At the funeral ceremony, Jake and Amy try to show the Chief of Detectives evidence of the Vulture's actions, as they had recorded him demanding they end their relationship. However, their attempts to show it become problematic when Dozerman's wife confuses Jake for one of Dozerman's friends who went on fishing trips involving prostitutes that nearly ended their marriage. The Vulture finds the recording and retrieves it.

Meanwhile, Holt (Andre Braugher) and Gina (Chelsea Peretti) show up at the precinct with a PR problem. Holt is asked to give a speech after the funeral but can't come up with anything positive to say. Later, Terry (Terry Crews) attempts to help Holt with the problem, but both end up drunk and complain about their working conditions. After listening to Jake's speech about how he refuses to give up on his relationship with Amy no matter what the future has in store, Holt gets the Vulture publicity to stop him from interfering in Jake and Amy's lives.

Boyle (Joe Lo Truglio) tries to have casual sex with a colleague during Dozerman's funeral but breaks up with her after learning she is vegan. Later, he tells Gina and Rosa (Stephanie Beatriz) that he wants to pursue a serious relationship.

==Reception==
===Viewers===
In its original American broadcast, "The Funeral" was seen by an estimated 4.10 million household viewers and gained a 1.9/5 ratings share among adults aged 18–49, according to Nielsen Media Research. This was a 30% increase in viewership from the previous episode, which was watched by 3.14 million viewers with a 1.5/4 in the 18-49 demographics. This means that 1.9 percent of all households with televisions watched the episode, while 5 percent of all households watching television at that time watched it.

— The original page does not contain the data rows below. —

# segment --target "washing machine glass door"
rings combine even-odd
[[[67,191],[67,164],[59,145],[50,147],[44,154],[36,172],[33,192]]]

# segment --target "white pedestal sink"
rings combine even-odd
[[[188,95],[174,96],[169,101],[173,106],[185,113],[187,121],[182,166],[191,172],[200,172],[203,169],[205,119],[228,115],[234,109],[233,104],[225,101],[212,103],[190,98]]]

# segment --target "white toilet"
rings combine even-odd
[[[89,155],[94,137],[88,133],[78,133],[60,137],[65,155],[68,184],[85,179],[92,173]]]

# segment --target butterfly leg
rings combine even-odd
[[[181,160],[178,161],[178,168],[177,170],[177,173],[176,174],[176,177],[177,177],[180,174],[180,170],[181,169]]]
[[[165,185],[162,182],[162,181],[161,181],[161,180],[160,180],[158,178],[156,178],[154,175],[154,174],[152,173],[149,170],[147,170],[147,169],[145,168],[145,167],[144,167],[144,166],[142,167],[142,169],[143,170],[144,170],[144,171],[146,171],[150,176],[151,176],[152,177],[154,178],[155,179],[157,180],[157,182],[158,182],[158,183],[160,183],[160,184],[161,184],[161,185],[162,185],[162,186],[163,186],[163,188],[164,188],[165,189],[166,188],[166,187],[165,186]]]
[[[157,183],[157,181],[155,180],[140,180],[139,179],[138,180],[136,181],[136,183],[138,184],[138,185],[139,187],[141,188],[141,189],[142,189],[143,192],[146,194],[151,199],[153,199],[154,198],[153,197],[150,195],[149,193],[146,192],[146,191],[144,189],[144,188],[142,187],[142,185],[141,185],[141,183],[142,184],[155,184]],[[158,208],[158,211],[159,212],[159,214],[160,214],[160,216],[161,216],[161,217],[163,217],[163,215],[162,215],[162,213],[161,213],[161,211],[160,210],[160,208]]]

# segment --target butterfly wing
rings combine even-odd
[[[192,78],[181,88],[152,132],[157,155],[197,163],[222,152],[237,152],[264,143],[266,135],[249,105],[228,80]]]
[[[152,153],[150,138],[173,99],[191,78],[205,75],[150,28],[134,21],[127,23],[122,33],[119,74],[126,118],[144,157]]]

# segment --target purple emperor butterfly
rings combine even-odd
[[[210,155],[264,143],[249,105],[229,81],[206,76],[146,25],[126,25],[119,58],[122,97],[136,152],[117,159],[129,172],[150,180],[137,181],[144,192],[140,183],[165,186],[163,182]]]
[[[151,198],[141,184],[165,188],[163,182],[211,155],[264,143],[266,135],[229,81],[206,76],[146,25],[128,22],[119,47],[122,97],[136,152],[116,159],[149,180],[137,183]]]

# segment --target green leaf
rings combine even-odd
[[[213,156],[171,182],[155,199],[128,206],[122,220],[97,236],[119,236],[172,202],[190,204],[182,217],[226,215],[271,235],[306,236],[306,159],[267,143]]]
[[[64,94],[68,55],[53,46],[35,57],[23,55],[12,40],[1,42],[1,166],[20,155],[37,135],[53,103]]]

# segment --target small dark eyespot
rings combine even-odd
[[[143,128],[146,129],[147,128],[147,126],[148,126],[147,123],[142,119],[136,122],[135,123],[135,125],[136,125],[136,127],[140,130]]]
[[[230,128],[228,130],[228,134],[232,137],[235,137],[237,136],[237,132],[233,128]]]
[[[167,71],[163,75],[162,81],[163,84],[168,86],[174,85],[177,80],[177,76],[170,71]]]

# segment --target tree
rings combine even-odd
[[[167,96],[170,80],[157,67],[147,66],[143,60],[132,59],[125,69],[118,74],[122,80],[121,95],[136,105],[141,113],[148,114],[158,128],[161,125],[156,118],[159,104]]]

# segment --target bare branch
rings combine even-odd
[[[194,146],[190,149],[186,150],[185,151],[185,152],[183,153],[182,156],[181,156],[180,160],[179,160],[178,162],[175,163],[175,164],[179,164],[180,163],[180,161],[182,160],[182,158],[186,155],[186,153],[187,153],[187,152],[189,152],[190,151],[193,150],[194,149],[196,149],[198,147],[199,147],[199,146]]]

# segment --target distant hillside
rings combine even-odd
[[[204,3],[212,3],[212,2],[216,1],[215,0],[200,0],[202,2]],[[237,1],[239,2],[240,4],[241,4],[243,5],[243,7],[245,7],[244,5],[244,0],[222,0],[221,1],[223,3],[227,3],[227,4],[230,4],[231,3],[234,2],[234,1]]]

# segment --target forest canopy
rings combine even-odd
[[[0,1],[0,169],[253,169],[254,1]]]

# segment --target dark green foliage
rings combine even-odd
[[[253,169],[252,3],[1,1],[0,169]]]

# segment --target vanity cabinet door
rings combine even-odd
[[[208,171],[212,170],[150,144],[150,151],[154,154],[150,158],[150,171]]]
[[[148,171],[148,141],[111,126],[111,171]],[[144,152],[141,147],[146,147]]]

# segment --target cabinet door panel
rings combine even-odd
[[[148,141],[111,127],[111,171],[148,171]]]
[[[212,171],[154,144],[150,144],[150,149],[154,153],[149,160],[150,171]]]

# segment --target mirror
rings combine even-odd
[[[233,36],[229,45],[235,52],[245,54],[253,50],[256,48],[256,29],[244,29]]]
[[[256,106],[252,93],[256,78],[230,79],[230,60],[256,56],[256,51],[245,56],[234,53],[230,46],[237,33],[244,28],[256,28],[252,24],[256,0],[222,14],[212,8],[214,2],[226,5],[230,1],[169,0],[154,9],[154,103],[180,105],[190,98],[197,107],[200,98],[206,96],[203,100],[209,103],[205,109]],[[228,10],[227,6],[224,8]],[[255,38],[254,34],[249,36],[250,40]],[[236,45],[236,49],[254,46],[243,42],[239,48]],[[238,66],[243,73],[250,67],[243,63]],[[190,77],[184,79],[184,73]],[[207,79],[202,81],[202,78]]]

With these ratings, Brooklyn Nine-Nine was the second most watched show on FOX for the night, beating The Last Man on Earth and Family Guy, but behind The Simpsons, third on its timeslot and fourth for the night, behind Quantico, The Simpsons, and Sunday Night Football.

===Critical reviews===
"The Funeral" received positive reviews from critics. LaToya Ferguson of The A.V. Club gave the episode an "A−" grade and wrote, "Of the two episodes that Brooklyn Nine-Nine has provided for season three so far, the show is doing quite a good job of working with the amount of change that is happening in its world, and that's an excellent sign. It's great to be surprised by a show's choices, and that's exactly what Brooklyn Nine-Nine is doing this season." Allie Pape from Vulture gave the show a perfect 5 star rating out of 5 and wrote, "With so much going on in the A- and B-plots, the C-plot about Boyle's attempt to go all the way with his ongoing funeral hookup definitely suffered from being cut for time."

Alan Sepinwall of HitFix wrote, "Fortunately, there was a lot of funny stuff happening around the spectacle of the show's two most sensible characters drinking too much after a very bad day." Andy Crump of Paste gave the episode an 8.0 rating and wrote, "The one problem with 'The Funeral' emphasizing Boyle's sadsack melancholy is that Gina and Rosa wind up caught in his gravitational pull and find little to do but react to his uncharacteristic display of debauchery."